Northville Downs, the state’s last remaining commercial horse racetrack, can still legally ask for a time extension to continue negotiating with Plymouth’s planning commission. But as Supervisor Kurt Heise, who’d supported the relocation until recently, told the local news outlet Hometown Life, “I don’t see any path to reopening these discussions. I think we’ve made a decision that discussions are over. We’ve withdrawn their application, and I anticipate that their time extension will be denied.
“Part of the rationale is that Northville Downs has not negotiated in good faith. When you say someone is acting in bad faith, in the context of the Michigan zoning code, there are legal and procedural implications to that.”
Things were going smoothly, until they weren’t
The board’s decision comes after a roller-coaster year in which the track’s relocation appeared on the brink of approval, only to be suddenly met with staunch local opposition that led to occasionally nasty exchanges with elected officials like Heise.
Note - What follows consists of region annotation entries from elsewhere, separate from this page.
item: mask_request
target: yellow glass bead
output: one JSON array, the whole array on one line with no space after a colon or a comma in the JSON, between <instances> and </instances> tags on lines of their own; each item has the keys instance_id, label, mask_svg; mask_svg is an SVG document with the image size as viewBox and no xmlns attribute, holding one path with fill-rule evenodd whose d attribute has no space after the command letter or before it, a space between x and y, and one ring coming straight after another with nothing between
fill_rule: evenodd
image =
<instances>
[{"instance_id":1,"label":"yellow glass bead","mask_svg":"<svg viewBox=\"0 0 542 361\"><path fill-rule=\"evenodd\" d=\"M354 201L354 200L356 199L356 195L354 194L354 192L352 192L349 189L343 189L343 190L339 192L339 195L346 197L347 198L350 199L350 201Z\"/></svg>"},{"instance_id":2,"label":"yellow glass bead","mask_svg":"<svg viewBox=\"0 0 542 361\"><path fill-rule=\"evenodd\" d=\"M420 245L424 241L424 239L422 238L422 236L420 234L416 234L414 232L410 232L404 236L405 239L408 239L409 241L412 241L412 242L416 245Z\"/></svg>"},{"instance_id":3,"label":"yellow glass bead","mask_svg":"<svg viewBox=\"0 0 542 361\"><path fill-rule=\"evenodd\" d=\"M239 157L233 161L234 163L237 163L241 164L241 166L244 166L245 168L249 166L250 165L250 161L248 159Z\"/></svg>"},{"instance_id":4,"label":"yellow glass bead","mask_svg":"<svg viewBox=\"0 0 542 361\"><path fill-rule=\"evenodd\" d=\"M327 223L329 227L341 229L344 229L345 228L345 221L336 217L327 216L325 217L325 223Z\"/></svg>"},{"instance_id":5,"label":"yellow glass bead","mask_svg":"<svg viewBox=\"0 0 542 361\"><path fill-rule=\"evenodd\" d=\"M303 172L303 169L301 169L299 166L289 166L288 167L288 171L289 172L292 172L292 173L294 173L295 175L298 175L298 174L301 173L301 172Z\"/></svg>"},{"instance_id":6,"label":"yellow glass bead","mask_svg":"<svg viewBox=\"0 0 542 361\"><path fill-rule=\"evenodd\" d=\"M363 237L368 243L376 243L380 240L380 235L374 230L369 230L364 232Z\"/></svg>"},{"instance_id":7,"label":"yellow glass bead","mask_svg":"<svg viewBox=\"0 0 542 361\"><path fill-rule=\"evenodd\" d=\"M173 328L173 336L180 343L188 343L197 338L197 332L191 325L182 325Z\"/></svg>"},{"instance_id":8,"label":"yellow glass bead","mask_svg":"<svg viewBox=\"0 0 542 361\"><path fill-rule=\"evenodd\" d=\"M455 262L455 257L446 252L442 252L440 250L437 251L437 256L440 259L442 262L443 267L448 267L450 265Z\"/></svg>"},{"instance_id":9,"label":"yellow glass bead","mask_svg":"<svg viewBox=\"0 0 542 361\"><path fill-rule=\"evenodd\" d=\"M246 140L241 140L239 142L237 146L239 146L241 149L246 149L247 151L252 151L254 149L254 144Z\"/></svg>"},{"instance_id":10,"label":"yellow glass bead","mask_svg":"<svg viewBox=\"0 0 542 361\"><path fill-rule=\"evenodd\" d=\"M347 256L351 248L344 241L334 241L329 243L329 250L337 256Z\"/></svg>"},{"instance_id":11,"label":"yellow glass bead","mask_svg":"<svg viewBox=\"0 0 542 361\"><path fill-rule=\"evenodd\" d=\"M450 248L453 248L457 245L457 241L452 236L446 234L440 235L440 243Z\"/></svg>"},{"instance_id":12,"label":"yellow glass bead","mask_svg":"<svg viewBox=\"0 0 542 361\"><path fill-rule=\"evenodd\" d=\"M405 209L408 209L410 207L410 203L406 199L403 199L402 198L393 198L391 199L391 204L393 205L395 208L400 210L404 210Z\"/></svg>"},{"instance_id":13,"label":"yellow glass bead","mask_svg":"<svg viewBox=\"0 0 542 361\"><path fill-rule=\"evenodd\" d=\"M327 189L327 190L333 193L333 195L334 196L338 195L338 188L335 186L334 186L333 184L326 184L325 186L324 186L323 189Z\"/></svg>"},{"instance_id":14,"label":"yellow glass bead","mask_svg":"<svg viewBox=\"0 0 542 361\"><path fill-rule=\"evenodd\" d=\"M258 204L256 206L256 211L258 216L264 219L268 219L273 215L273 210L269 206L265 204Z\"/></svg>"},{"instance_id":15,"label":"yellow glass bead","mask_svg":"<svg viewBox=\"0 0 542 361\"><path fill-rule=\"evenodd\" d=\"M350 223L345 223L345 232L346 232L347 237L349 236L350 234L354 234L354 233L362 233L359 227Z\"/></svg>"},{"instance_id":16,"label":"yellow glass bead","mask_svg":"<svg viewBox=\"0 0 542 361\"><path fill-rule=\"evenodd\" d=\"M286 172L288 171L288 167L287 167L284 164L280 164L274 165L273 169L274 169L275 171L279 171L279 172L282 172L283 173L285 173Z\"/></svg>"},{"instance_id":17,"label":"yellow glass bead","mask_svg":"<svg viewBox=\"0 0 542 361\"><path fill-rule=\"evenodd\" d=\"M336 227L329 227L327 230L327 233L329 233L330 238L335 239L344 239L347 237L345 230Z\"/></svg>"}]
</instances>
More profoundly, however, the vote could be viewed as a touché response to the track’s attorney recently accusing Plymouth officials of demanding illegal cash payments in exchange for final approval of the project.
Northville Downs recently announced that its last day of harness racing at the current facility, which dates back to 1944, would be run on Feb. 3. The way things are looking now, that may be the final opportunity Michiganders have to witness a live horse race without leaving the state.